Украденный горизонт. Правда русской неволи (Земцов) - страница 119

— Надо… Время пришло…

У меня теперь многое изменится…, — говорил он накануне соседям по проходняку и удивлял их решительным и просветлевшим лицом.

Никто, конечно, этой исповеди не слышал и слышать не мог, но говорили в зоне, будто на той беседе рассказал арестант батюшке что-то про свою делюгу, из чего выходило, что не один жмур на парне, а целых два.

Вроде как покаялся, вроде как душу облегчил. Вроде как всё по-доброму.

Только последствия у этого откровения совсем не добрые вышли.

Уже через неделю нагрянули в лагерь опера из того городка, откуда парень садился. Разговор у них конкретный был: речь только о втором жмуре шла. Заодно пытались и третий труп на парня нагрузить, который на местных мусорах как висяк числился, и к которому парень никакого отношения не имел. По-простому объясняли:

— Ты и этого покойника на себя возьми… Много тебе не добавят… Где два — там и три… Зато мы похлопочем, тебя домой пораньше… Мы постараемся… Только и ты навстречу пойди… Мы потом и чайком с куревом тебя поддержим… Пойди навстречу…

Чем та история завершилась, никто так и не узнал: перевели вскоре парня в другую дальнюю зону, откуда ничем о себе он ни разу не напомнил. Зато чёткий, понятно какой, вывод из этой истории родился и жестко в арестантском сознании прописался.

Про всё это Никита Тюрин и вспомнил, в очередной раз лагерный храм через прутья локалки разглядывая.

Выходило, что ни помощников, ни советчиков у него в нынешней ситуации не было, и быть не могло.
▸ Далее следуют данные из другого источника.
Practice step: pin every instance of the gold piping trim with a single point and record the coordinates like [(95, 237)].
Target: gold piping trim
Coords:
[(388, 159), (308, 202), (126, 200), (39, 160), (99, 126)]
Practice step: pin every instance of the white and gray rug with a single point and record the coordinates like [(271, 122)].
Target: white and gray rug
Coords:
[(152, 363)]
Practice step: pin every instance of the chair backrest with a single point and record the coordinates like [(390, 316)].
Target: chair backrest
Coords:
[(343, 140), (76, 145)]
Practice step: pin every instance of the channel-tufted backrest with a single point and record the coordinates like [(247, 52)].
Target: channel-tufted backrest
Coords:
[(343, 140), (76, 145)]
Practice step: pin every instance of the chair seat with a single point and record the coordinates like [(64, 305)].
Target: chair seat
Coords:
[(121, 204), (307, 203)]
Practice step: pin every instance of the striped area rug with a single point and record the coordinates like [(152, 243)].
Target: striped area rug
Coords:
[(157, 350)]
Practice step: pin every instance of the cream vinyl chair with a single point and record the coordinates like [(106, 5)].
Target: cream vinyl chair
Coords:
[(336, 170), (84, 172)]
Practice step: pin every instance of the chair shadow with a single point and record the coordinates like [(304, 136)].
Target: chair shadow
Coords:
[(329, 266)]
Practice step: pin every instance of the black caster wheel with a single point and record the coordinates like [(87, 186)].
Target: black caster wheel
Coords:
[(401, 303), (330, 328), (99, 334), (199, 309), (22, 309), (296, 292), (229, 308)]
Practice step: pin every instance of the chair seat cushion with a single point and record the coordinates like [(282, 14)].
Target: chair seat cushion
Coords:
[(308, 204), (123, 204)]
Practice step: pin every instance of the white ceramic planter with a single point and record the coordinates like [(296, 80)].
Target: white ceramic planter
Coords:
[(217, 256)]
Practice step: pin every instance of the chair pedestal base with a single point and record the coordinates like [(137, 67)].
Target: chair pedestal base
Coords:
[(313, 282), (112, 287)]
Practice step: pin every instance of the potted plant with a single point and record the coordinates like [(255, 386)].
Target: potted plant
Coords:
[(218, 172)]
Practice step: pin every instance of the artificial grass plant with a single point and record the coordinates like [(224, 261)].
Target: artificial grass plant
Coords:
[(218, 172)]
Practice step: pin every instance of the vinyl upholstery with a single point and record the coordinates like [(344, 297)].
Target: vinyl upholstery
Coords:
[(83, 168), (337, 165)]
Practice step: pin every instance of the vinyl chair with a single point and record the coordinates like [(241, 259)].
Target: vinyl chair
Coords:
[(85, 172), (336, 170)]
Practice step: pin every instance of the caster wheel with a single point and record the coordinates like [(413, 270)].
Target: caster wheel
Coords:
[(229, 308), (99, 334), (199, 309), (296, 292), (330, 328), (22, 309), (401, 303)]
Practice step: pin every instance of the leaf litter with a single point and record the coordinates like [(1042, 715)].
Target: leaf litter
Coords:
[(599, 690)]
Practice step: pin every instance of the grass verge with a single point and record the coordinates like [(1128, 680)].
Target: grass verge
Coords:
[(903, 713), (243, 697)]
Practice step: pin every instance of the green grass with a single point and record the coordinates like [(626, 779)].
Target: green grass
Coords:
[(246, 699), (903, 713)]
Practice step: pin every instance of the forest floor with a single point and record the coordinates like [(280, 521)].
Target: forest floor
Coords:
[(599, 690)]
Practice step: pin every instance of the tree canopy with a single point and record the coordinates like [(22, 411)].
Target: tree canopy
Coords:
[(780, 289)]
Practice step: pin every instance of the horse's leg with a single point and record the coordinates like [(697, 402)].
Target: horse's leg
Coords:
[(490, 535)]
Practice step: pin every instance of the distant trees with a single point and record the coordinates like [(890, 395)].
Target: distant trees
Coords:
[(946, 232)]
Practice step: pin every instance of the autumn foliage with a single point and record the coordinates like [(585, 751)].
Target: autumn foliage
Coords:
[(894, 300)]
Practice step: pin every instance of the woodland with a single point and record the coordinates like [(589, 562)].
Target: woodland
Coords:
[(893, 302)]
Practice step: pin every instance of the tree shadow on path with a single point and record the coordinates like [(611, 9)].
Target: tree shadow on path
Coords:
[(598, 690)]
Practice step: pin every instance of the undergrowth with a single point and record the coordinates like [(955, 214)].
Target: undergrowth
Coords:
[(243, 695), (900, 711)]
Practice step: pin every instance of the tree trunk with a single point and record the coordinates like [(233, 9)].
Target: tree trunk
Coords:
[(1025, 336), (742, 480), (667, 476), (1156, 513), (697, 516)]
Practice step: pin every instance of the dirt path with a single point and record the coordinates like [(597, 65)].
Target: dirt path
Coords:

Значит, решение оставались исключительно за ним. А каким это решение могло быть, он даже в самом отдалённом приближении, представить не мог. Такая неопределённость тащила за собой великое беспокойство, пронзительную тоску и отвратительную слабость. А за всем этим волнами возвращалась и та самая боль, что впервые проявилась в голове Никиты после того, как три мусора его в полутёмной подсобке подмолодили. Казалось, что боль эта злобы и тяжести прибавила. Соответственно, и гримаса на его лице, про которую он знал и которую неуклюже и безуспешно пытался спрятать, ещё заметней стала.

Ещё сутки промаялся Никита Тюрин со своим обретением, всё более убеждаясь, что новая возможность его сознания — вовсе не подарок, а дополнительный груз к и без того не малой арестантской ноше. Размышлял он на эту тему везде и всегда, но чаще всего случалось это на лавочке в курилке, что справа от входа в барак.

С этой лавочки, как головой ни крути, непременно вид на лагерный храм и открывался. На тот самый, куда ещё совсем недавно он за помощью ткнуться думал, да по известным причинам передумал.